On a hot August day in southern Montana, Michelle Erickson-Jones climbed onto her green combine, a massive machine that reaps and separates ripe grain. August is harvest season, so Erickson-Jones was focused on gathering the mature wheat on her farm and preparing it for sale. “We cut somewhere around 250 to 300 acres a day,” she told me over the phone, even as she maneuvered the combine through a field. All told, she and her family spent 21 days collecting wheat this year — a good harvest.
Despite that bounty, problems arise once the wheat is sold. Ongoing international trade disputes are causing Montana wheat farmers’ earnings to stagnate. With around half a million dollars in operational costs and less than $25,000 in subsidy payments from the federal government, Erickson-Jones, a fourth-generation farmer, will not make a profit this year. “It’s been three years since I’ve drawn anything but a break-even budget, and that’s hinging on good (wheat) production,” she said.

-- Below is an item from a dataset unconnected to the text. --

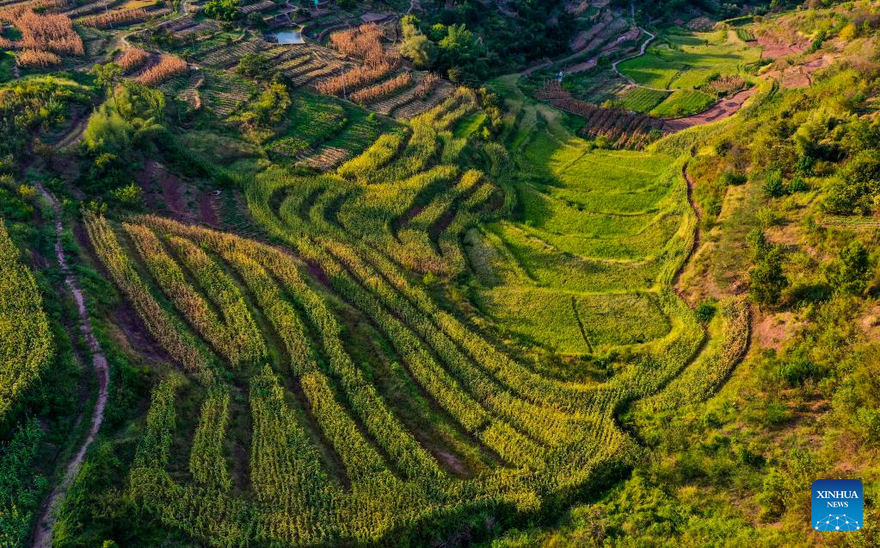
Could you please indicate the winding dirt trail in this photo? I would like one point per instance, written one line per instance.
(697, 236)
(43, 533)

This struggle to make ends meet is shared by many Montana producers. Along with environmental threats like heat waves and flooding, today’s farmers must contend with the chaos of modern political conflicts. With the U.S.-China trade war in its second year and international agricultural relationships uncertain, “It’s really hard to make any kind of profit,” said Lyle Benjamin, a farmer and president of the Montana Grain Growers Association. As a result, farmers “are taking a real, hard look at whether they really want to stay farming or not.”
American farmers depend on international trade. The U.S. is one of the world’s largest agricultural exporters, shipping over 20% of its farm-grown products overseas each year. In Montana, wheat is the state’s biggest agricultural commodity, with farmers exporting $565 million worth in 2017.
Much of Montana’s wheat goes to Japan. But the future of that longstanding relationship was thrown into doubt in 2017, when the U.S. withdrew from the Trans-Pacific Partnership, a now-defunct trade agreement among 12 countries, signed in 2016. The deal that replaced it would tax U.S. wheat at a higher rate than Canadian and Australian wheat, starting in April 2020, putting this vital market at risk, said Steve Mercer, vice president of communications at the U.S. Wheat Associates. The Montana Wheat and Barley Committee, a lobbying group, estimates that the withdrawal is costing Montana wheat farmers around $150 million annually. However, a new trade deal the U.S. and Japan are negotiating now may retain the country’s equal footing with Canada and Australia, preserving Montana’s top wheat market.
The ongoing U.S.-China trade war is putting additional strain on Montana farmers. Since early 2018, President Trump has imposed tariffs on more than $250 billion worth of Chinese goods, from steel to textiles. China retaliated with tariffs on $110 billion of U.S. products, including soybeans, corn and wheat. And both countries have announced additional taxes, set to begin in September. The back-and-forth hikes have caused the price of a bushel of Montana wheat – which typically hovers around $5.50 – to drop by $0.41, said Benjamin.
Nationwide, farmers’ economic losses have totaled billions of dollars; in response, the federal government last year started doling out subsidies through the Market Facilitation Program. Farmers and ranchers across the country have received about $8.59 billion since then, 84% of which has gone to Midwestern soybean farmers as of April, according to the Great Fall Tribune. Montana farmers, on the other hand, received less than 1%. This year, farmers and ranchers across the country impacted by the tariffs are receiving at least $15 per acre. These payments will make up for soybean growers’ short-term losses, “but that will not be true of all producers everywhere,” said Patrick Westhoff, director of the Food and Agriculture Policy Research Institute at the University of Missouri.
No thorough analysis has been done on how the subsidies impact wheat farmers specifically, but “you’d be hard-pressed to find a farmer who would say that this program fully offsets what they lost in sales from the tariffs,” said Josh Tonsager, vice president of policy and communications at the National Association of Wheat Growers.
Along with the immediate concern of revenue losses, this trade conflict may also provoke more lasting problems. The subsidies are “not a sustainable approach for having a healthy U.S. farm economy,” said Amanda Countryman, an associate professor in agriculture and resource economics at Colorado State University. China is the largest export market for U.S. agricultural products, and payments to farmers can’t compensate for the erosion of that relationship, or the trust that was its foundation, Countryman said; the payments are merely a “Band-Aid on a much deeper wound.”
And the trade war between the U.S. and China shows no signs of stopping. With Trump hinting at his regrets about the continuing trade conflict last weekend, just 48 hours after he pledged to raise tariffs on China, farmers are uncertain about the next round of U.S.-China trade negotiations, scheduled for September. It may still be a while before producers like Erickson-Johnson turn a profit. “I would like to keep operating,” she said, but the trade war “definitely puts a little bit of a dimmer on the future of agriculture.”